I have always been fascinated by human structures overtaken by nature; collapsed barns now covered in grasses, old homes shrouded in thick vines, rusted cars with trees growing through the center. Here in Florida, what I see most often are sunken boats.
One evening my husband and I decided to explore Easy Bay near Pensacola. We put in the boat on East Bay River, a gorgeous waterway lined with greenery and wetlands. The setting was setting, casting a golden light along the shore. Barely a few moments from the boat dock we motored past a huge abandoned boat, sitting next to a functioning dock but sunk deep into the water. Its deck was completely submerged, and the vessel slightly tilted.

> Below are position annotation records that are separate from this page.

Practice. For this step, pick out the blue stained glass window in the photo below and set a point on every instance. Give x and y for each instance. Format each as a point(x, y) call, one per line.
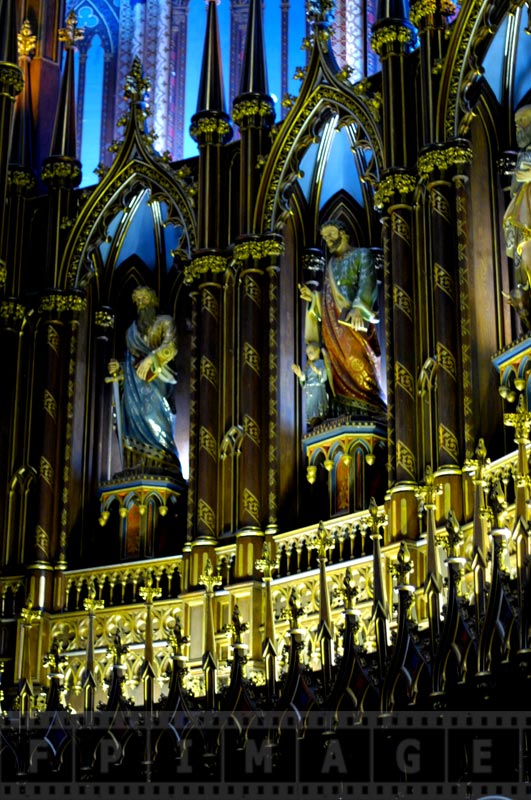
point(91, 130)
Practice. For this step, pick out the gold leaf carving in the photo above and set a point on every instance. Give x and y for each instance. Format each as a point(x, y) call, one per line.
point(443, 280)
point(207, 442)
point(252, 290)
point(46, 471)
point(448, 441)
point(209, 371)
point(440, 204)
point(251, 504)
point(401, 228)
point(251, 357)
point(404, 379)
point(403, 301)
point(209, 303)
point(205, 515)
point(41, 538)
point(446, 360)
point(405, 458)
point(251, 429)
point(50, 404)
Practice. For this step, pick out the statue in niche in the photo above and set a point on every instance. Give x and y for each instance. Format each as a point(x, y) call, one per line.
point(342, 317)
point(313, 380)
point(517, 218)
point(145, 413)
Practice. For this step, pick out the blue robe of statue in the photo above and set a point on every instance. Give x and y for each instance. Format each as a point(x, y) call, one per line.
point(147, 415)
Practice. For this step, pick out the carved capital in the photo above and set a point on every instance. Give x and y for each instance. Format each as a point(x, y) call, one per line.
point(393, 35)
point(61, 172)
point(60, 303)
point(395, 187)
point(258, 248)
point(422, 9)
point(203, 264)
point(210, 127)
point(254, 109)
point(440, 158)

Other boats on the waterway were not completely sunk, but had been abandoned in the grasses, slowly rotting as they remained exposed to the elements. Honestly, they were rather sad looking. Something about terrestrial structures taken over by vegetation gives them a mystical, mother nature feel; abandoned boats give off the overtones of a disaster. It’s impossible to keep from wondering if the sinking was an accident. Were people injured? Did they die?
For the boats I saw, I doubted this was the case. More likely, they had sprung a leak while moored, the owners being unable to save them, and then unable to pay to move them. Still, the landscape that remains is a little depressing.
I’m thinking about collecting these types of images – both terrestrial and aquatic – to create a photo essay on what happens when nature takes over. Hopefully I could pull the photos from around the country, maybe even around the world! What do you think?